142    Des Weiteren kann nach ständiger Rechtsprechung des Gerichtshofs ein einzelstaatliches Gericht, dessen Entscheidungen nicht mehr mit Rechtsmitteln des innerstaatlichen Rechts angefochten werden können, davon absehen, dem Gerichtshof eine Frage nach der Auslegung des Unionsrechts vorzulegen, und darf sie stattdessen in eigener Verantwortung lösen, wenn die richtige Auslegung des Unionsrechts derart offenkundig ist, dass keinerlei Raum für einen vernünftigen Zweifel bleibt. Das in letzter Instanz entscheidende einzelstaatliche Gericht darf jedoch nur dann davon ausgehen, dass ein solcher Fall vorliegt, wenn es unter Berücksichtigung der Eigenheiten des Unionsrechts, der besonderen Schwierigkeiten seiner Auslegung und der Gefahr voneinander abweichender Gerichtsentscheidungen innerhalb der Union überzeugt ist, dass auch für die übrigen letztinstanzlichen Gerichte der Mitgliedstaaten und für den Gerichtshof die gleiche Gewissheit bestünde (vgl. in diesem Sinne Urteil vom 6. Oktober 2021, Consorzio Italian Management und Catania Multiservizi, C‑561/19, EU:C:2021:799, Rn. 39 bis 41).

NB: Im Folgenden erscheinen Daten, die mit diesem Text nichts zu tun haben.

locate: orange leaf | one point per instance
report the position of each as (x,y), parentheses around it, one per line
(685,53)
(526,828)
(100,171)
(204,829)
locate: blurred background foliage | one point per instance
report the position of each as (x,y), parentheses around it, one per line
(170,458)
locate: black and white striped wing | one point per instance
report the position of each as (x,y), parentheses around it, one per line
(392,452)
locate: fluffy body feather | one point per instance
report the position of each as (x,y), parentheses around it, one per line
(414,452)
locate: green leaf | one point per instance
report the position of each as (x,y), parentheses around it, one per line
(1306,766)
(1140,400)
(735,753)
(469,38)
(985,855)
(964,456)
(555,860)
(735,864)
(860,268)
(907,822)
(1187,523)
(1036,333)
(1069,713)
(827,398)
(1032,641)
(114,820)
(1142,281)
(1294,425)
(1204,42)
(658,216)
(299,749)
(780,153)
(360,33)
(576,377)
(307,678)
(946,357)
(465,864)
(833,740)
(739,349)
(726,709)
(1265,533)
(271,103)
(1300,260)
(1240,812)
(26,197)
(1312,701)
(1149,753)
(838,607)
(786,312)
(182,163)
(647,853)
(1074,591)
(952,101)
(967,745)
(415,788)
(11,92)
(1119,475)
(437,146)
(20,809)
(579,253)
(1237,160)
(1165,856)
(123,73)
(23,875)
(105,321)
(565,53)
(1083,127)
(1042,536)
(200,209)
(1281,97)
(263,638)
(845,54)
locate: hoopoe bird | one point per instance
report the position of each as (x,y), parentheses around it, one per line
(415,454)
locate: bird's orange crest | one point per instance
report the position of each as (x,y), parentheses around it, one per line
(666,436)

143    Wenn dem in letzter Instanz entscheidenden einzelstaatlichen Gericht das Vorliegen voneinander abweichender Gerichtsentscheidungen – von Gerichten ein und desselben Mitgliedstaats oder zwischen Gerichten verschiedener Mitgliedstaaten – zur Auslegung einer auf den betreffenden Rechtsstreit anwendbaren Vorschrift des Unionsrechts zur Kenntnis gebracht wird, muss es bei seiner Beurteilung der Frage, ob es an einem vernünftigen Zweifel in Bezug auf die richtige Auslegung der fraglichen Unionsrechtsvorschrift fehlt, besonders sorgfältig sein und dabei insbesondere das mit dem Vorabentscheidungsverfahren angestrebte Ziel, die einheitliche Auslegung des Unionsrechts zu gewährleisten, berücksichtigen (Urteil vom 6. Oktober 2021, Consorzio Italian Management und Catania Multiservizi, C‑561/19, EU:C:2021:799, Rn. 49).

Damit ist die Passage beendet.